"EVERY NEGRO WHO SHALL WELL AND FAITHFULLY SERVE AS A SOLDIER… SHALL BE EMANCIPATED": VERY SCARCE FIRST EDITION OF GENERAL WASHINGTON AND GENERAL JACKSON ON NEGRO SOLDIERS, 1863
(BAIRD, Henry Carey). General Washington and General Jackson, on Negro Soldiers. Philadelphia: Henry Carey Baird, 1863. Octavo, later blue paper wrappers; pp. 8.
First edition of General Washington and General Jackson on Negro Soldiers, issued at the height of the Civil War, assembling works from the Revolution and War of 1812 on military and congressional works that proposed turning to free and enslaved Black men for soldiers in America's wars with Britain.
This elusive work compiles excerpts on Black soldiers who served in the American Revolution and War of 1812. Edited by Henry Carey Baird, it cites congressional journals, memoirs, histories and military documents, and includes the observation: "Washington, Hamilton, General Greene" and others were "warm friends" of a measure in the March 29, 1779 Secret Journals of Congress, which proposed South Carolina and Georgia raise "three thousand able-bodied Negroes." It noted "that the said Negroes be formed into separate corps… to be commanded by white commissioned and non-commissioned officers… [and] that every Negro who shall well and faithfully serve as a soldier to the end of the present war, and shall then return his arms, be emancipated and receive the sum of fifty dollars" (emphasis in original).
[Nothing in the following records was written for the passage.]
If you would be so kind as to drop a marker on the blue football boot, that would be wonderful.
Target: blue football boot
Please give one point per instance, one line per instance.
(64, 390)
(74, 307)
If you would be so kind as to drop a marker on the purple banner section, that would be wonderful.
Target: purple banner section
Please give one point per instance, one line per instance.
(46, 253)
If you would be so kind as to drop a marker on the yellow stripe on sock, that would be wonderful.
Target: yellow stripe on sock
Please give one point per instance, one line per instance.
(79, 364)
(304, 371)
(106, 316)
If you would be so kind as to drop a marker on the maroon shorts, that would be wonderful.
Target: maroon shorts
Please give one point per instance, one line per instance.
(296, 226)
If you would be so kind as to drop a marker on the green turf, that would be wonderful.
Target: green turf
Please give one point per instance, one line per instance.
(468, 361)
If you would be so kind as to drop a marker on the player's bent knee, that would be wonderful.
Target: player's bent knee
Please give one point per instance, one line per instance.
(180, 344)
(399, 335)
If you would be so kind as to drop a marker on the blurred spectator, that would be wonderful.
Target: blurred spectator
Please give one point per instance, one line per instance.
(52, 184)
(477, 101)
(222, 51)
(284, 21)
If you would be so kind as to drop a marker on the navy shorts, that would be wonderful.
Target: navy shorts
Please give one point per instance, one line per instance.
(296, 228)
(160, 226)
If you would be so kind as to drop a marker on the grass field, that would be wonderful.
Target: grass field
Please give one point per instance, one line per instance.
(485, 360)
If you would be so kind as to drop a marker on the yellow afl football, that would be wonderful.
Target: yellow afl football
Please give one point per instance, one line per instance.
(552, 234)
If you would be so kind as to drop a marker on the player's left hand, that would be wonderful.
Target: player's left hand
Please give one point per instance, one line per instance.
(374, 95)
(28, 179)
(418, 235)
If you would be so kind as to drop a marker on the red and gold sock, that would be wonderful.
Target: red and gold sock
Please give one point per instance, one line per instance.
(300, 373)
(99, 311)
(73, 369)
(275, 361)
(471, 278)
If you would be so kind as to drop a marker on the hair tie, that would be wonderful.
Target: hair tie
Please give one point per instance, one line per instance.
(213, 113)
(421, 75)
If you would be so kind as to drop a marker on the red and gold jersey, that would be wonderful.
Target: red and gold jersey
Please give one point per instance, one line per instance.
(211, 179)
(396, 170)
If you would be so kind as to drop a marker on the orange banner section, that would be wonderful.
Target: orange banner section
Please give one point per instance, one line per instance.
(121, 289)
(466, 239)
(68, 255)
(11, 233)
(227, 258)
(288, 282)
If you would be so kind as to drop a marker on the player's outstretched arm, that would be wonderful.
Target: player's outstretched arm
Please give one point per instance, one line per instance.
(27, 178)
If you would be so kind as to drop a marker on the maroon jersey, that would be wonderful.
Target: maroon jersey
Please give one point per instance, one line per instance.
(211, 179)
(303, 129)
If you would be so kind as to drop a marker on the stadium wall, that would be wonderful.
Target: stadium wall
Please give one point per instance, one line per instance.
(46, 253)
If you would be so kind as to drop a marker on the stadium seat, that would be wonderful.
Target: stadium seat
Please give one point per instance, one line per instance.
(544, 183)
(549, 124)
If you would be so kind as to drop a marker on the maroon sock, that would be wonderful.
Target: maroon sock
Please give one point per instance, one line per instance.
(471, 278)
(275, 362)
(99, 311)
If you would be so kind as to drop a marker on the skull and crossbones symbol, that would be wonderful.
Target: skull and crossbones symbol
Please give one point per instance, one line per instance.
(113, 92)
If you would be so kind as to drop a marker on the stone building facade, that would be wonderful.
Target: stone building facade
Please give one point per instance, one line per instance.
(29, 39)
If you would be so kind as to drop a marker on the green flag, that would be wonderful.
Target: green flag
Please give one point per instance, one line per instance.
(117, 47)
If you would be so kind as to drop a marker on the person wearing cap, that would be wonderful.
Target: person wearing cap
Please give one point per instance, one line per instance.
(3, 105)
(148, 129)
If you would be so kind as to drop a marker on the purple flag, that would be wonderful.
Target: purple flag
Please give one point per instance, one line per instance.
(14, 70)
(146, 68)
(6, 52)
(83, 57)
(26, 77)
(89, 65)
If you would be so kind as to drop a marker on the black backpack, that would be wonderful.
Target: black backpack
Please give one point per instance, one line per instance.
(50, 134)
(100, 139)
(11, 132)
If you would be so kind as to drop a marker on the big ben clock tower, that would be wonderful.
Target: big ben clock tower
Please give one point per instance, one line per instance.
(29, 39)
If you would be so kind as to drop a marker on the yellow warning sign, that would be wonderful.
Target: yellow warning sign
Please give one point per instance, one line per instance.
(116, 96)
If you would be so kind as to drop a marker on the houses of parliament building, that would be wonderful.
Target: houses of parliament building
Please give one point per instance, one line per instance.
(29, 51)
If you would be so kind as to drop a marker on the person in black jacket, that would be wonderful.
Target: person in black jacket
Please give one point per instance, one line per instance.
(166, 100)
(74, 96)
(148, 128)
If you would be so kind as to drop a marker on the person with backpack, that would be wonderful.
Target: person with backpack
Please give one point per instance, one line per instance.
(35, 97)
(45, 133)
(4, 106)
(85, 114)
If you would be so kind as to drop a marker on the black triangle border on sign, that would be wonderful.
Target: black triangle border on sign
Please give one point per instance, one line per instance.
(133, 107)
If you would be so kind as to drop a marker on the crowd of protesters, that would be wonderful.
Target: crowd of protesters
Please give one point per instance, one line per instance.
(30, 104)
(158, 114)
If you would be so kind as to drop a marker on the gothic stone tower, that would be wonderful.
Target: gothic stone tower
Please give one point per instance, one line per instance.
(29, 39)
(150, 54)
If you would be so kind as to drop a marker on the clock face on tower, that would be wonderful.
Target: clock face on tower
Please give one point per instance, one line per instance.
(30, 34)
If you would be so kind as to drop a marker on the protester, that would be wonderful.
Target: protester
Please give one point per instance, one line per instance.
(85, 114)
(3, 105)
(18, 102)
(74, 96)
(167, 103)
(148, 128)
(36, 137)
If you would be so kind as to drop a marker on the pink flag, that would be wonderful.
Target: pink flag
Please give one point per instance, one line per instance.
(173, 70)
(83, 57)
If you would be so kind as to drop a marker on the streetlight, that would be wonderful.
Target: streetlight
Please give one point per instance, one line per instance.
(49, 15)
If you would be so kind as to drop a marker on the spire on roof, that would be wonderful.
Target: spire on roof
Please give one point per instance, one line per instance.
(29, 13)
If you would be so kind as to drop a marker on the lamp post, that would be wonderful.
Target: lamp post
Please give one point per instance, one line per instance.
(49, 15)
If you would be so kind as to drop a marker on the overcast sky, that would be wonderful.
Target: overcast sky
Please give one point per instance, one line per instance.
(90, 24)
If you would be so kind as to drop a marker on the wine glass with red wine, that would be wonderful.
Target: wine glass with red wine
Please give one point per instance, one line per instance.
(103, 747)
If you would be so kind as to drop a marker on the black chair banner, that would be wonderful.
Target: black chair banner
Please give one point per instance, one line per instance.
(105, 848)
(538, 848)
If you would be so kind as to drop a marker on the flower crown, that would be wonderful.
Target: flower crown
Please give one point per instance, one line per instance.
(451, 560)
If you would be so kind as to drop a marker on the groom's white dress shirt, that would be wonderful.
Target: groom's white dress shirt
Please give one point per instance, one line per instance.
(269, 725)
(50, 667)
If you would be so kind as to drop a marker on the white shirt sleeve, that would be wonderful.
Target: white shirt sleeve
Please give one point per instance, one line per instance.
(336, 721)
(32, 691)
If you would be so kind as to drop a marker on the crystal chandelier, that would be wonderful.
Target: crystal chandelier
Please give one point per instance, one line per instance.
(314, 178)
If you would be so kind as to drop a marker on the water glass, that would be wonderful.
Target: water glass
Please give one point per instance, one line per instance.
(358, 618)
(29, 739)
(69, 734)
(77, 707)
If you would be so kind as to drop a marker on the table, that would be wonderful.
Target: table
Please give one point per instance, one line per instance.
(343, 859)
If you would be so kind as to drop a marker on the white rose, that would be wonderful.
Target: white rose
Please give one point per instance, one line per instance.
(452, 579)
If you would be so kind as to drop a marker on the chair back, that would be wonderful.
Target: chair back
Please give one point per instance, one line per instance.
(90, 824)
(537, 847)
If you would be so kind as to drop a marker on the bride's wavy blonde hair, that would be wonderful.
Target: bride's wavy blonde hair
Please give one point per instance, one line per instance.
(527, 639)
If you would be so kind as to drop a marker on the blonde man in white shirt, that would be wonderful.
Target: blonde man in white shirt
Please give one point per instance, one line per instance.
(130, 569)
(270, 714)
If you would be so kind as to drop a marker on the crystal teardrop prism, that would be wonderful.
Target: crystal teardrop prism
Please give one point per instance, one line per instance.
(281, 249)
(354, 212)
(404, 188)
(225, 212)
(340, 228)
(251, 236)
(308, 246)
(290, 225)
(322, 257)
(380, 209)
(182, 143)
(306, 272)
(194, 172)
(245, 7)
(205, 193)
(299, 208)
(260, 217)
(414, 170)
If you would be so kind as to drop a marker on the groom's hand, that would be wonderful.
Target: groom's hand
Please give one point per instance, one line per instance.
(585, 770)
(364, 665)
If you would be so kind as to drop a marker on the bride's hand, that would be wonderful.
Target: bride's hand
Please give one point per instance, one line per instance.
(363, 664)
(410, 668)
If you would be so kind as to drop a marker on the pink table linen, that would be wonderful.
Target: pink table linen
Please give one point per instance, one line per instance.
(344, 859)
Also featured is the printing of Andrew Jackson's September 21, 1814 proposal issued in the War of 1812, titled, To the Free Colored Inhabitants of Louisiana. It states in part: "As sons of freedom… your country looks with confidence to her adopted children… to rally round the standard of the Eagle." This "revealed his desperate need for soldiers prior to the Battle of New Orleans. Ultimately Jackson accepted free Blacks and even slaves to man his defensive line at Chalmette." While the "white New Orleans Committee of Defense surprisingly endorsed Jackson's proposal, it did so only providing "'there could be a guaranty, against the return of the regiment" at the end of the war. "In effect, what white citizens really wanted was to hire Black soldiers, pay them after the crisis, and then send them off far away" (Smith, Slave's Gamble). First edition. Issued same year as copies also printed in Philadelphia, additionally containing: "General Nathaniel Banks' Valor of the Negro Troops Indorsed" and George H. Boker's poem, "The Second Louisiana," with imprint: "Printed for Gratuitous Distribution"; no priority determined. Sabin 2780.
Text fresh with a bit of soiling. Extremely good.